Which is to say as often as he'll let her. Sometimes she'll call him in the morning to ask about what he wants for dinner and he'll say something like tonight's not good; I've got some stuff I need to catch up on. Stuff. Quote unquote. He never says what. Sometimes she'll ask and he'll get annoyed and huffy: I don't know. Just stuff. I need to, you know, wash the dishes, clean up my room. What she thinks is you can do those things with me there but she's learned enough not to say something like that. When a guy asks for space you just have to suck up and give it to him; trying to negotiate with him will only lead to disaster.

Blob, the cat, pads into the kitchen and looks up at her with a look of grouchy incomprehension, the look a crusty old man would give to a nurse who has roused him from reverie.

—Hey, Blob, she says, and she goes to scratch him on the head. He pulls away.
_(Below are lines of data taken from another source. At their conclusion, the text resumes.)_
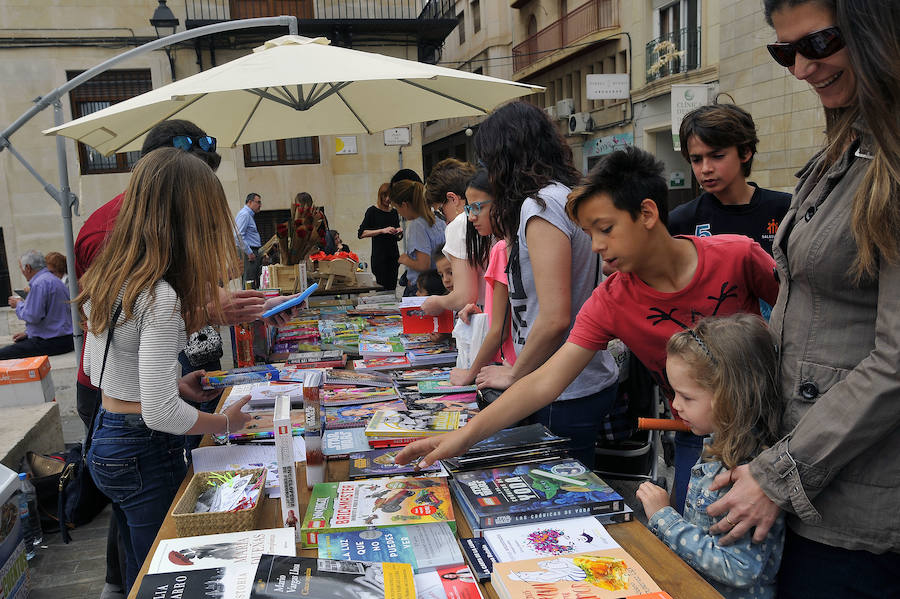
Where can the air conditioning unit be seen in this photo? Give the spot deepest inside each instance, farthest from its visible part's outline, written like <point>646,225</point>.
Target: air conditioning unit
<point>565,108</point>
<point>580,122</point>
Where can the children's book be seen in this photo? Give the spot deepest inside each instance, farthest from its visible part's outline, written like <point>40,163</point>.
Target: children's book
<point>340,442</point>
<point>542,539</point>
<point>357,395</point>
<point>359,379</point>
<point>424,546</point>
<point>604,574</point>
<point>219,379</point>
<point>479,556</point>
<point>387,423</point>
<point>382,363</point>
<point>449,582</point>
<point>534,491</point>
<point>237,553</point>
<point>279,577</point>
<point>440,387</point>
<point>380,462</point>
<point>375,502</point>
<point>209,582</point>
<point>357,415</point>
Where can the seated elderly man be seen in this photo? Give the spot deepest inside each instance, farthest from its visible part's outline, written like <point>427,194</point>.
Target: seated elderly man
<point>48,320</point>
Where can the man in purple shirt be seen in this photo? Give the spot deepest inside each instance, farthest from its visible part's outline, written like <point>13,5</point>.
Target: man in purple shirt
<point>48,321</point>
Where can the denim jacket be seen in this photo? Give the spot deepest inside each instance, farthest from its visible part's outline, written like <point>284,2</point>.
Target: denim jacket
<point>745,569</point>
<point>837,470</point>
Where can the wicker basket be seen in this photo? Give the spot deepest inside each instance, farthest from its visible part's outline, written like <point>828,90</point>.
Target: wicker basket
<point>189,524</point>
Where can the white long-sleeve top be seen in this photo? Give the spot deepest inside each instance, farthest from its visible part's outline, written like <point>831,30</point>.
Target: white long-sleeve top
<point>143,360</point>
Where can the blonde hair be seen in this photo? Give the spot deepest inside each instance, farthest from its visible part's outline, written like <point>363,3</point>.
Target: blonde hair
<point>174,225</point>
<point>413,193</point>
<point>734,357</point>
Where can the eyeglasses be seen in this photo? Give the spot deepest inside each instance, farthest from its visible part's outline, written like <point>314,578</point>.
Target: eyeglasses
<point>184,142</point>
<point>817,45</point>
<point>474,209</point>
When she tries again he opens his mouth and shows his tiny cat teeth and tries to bite the flesh between her thumb and her hand.

—Fine, she says. —Fuck you then.

She heads into the living room, puts My Bloody Valentine's Loveless into the CD player, and sits on the sofa for a bit. She takes off her shoes and socks and checks out how the black polish is holding up on her toenails. She tries to read her book but for some reason she can't concentrate on the words.

She decides she'll check her e-mail, even though she checked it ceaselessly throughout the day at work. Maybe she'll send some. She's owed mail to her old friend Maria for a while now.

She goes over to the computer; Austin has left it in standby mode. She smiles, because it's familiar. Austin is always leaving things half-finished; he can be right in the middle of working on some project and he'll get up and walk away from it, distracted by something else. It's easier to pick it up again later, he's claimed; she thinks he's just absent-minded.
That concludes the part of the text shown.